Basically this movie is a character portrait, a fistful of weirdo people to consider. Pieces of April is a movie not afraid to have its characters be "unlikable"; in that it's a lot like movie-full-of-assholes Igby Goes Down. Want to spend and hour and a half with a bunch of characters who set your teeth on edge? Maybe, maybe not. The trick for the filmmaker is to make the shape and form of everybody's jerkery so interesting you're willing to put up with what jerks they all are.

Take Katie herself, doing just a really piss-poor job of getting her shit together to create a turkey dinner for her family. Jeez, just watching her slug that turkey around in her nasty sink, making the shittiest of shitty stuffing, her utterly retarded efforts towards mashing potatoes… it creates feelings of physical distaste towards her. Once the oven breaks down she's forced on a quest throughout the apartment building for help, so we can't help feel a little sympathy for her, but man, she really is a mostly-hopeless screw-up.

Swinging over to the family car we have Patricia Clarkson as the mom, "Joy", which is pretty rich. For folks who caught dwarf-lives-in-train-depot movie The Station Agent, Patricia Clarkson was one of several revelations, brittle with loneliness. Here she's the opposite, hopped up on death, taking her impending exit as license to be completely rude and inappropriately goofy. "Family", she'll say, "We've needed to have this talk for a long time. We're going to have to decide what's going to happen, how we're going to handle… how we're going to handle… how we're going to handle the responsibility of discarding the food served to us by our hostess this afternoon." Or, after completing an aria Beth asks "Any requests?", Mom's answer is "That you stop." Nice. 

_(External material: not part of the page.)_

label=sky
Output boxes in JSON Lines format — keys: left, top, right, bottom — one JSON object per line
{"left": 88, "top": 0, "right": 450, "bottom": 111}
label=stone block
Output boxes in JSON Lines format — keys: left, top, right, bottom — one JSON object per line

Sister Beth is something of a piece of work herself, having taken her "perfect daughter" act to such a rarified and artificial bitchiness you're just itching to murder her the whole time. The actress's name is Alison Pill, and in weirdo movie synchrony, that's exactly what Beth is: a pill.

Meanwhile, back in turkey-land, Katie runs afoul of Sean Hayes, who plays flaming gay guy Jack on Will and Grace and who seems to be popping up in comedy movies more often these days; he also had a supporting role in Cat in the Hat. His suspiciously perfect oven comes with flaming strings of weirdoness attached, and we are duly repelled.

A curious side thing about this film is that it's shot on slightly crappy digital video, which feels a bit off. Digital video works well for films like 28 Days Later, where the jerky immediacy of the video heightens the tension, but in Pieces of April that documentary-footage feel approach doesn't seem to jibe with the slightly stagey absurdity of the characters. Plus sometimes it just looks crappy. 

So that was bugging me, and these characters were bugging me, and I was wondering what I thought of this movie and didn't think it was that much, and then two minutes before the end the plot twitched and I was startled to discover I was actually touched. I hadn't thought I cared about these characters at all, but it turns out I did. With a simple, understated ending, Pieces of April makes it all worth it.